Sunday, November 16, 2025

WA switches on safety camera campaign

A WA Road Safety Commission camera awareness campaign has gone live across TV, radio, print, digital, social media and roadside billboard channels to remind drivers that safety cameras will begin enforcing next month.

Following an eight-month education and caution notice period, enforcement will officially commence for offences detected by Western Australia’s new fixed and trailer mounted AI-enabled safety cameras on 8 October.

The message is clear: Touching your phone? Incorrectly or not wearing a seatbelt? Speeding? You’ll be caught in a flash.

The ‘Caught in a Flash’ campaign aims to further increase public knowledge of the safety cameras and shift driver behaviour before infringements start being issued. 

Six safety camera trailers operating in the Perth metropolitan area, Great Southern and Mid West, and fixed cameras on the Kwinana Freeway have detected more than 300,000 mobile phone, seatbelt and speeding offences since February.

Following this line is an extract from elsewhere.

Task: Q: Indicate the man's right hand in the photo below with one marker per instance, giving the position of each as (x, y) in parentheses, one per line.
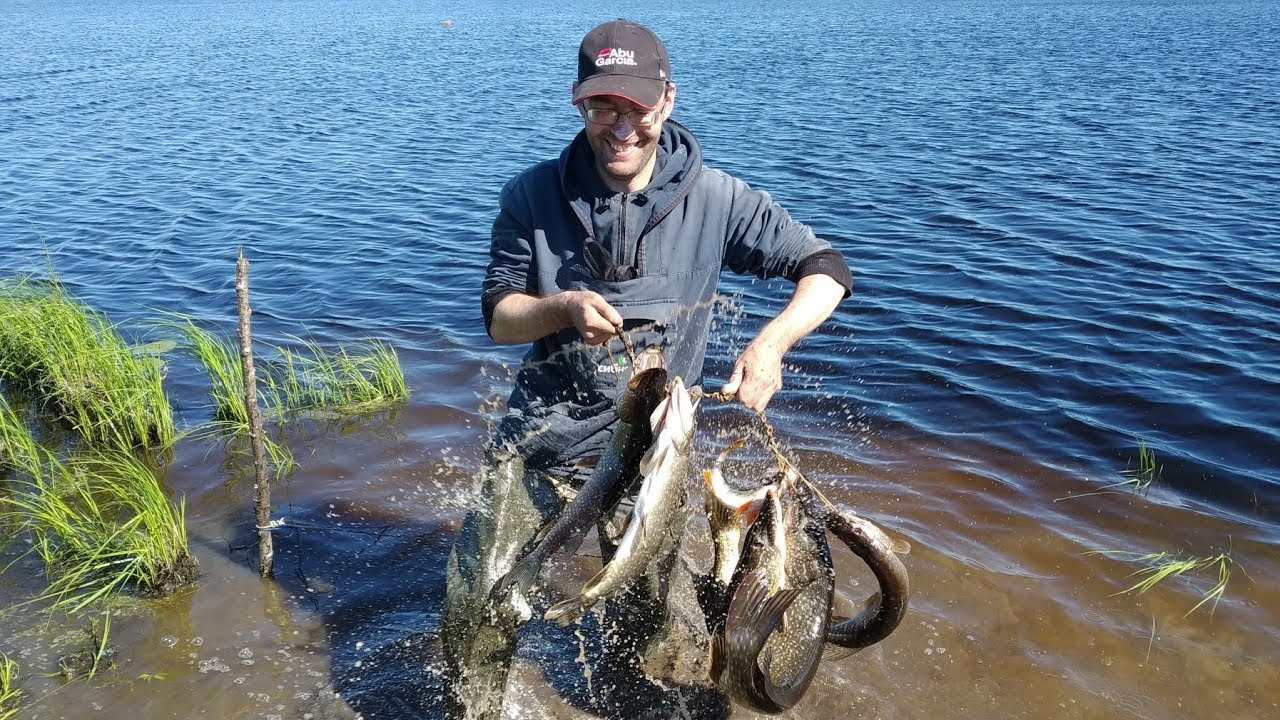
(590, 314)
(524, 318)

Of those seatbelt and mobile phone offences in that period, more than 65,000 caution notices have been issued to warn and give drivers an opportunity to change their behaviour.

“Our safety cameras are a critical addition to existing enforcement tools, helping to tackle the dangerous driving behaviours most commonly linked to serious and fatal crashes,” said Road Safety Minister, Reece Whitby.

“This is about fairness and safety. For eight months we have warned drivers, and our ‘Caught in a Flash’ campaign is another attempt to prompt people to change their dangerous driving behaviours before enforcement commences.

“The community partnerships are an essential part of a fair and inclusive education approach to ensure everyone understands how new safety cameras work and why they are being introduced.

“Too many lives are lost or forever changed because someone chose to speed, look at their phone, or not wear a seatbelt properly.

“Drivers have had months of warning and plenty of time to adjust. Now it’s time to enforce the rules that keep our community safe.”

Over the course of the caution notice period, there has been a decrease in offences detected by the safety cameras, the WA Government said in a statement.

The Government has also committed more than $750,000 across five new community partnerships to help inform drivers about the new safety camera technology.

The partnerships, funded under the Road Safety Commission’s Community Initiatives Program, will deliver targeted education programs across the metropolitan and regional areas, including those in remote communities.

The safety camera program is funded through the Road Trauma Trust Account, which sees 100% of safety camera infringements allocated to projects and programs which reduce injuries and deaths on WA roads.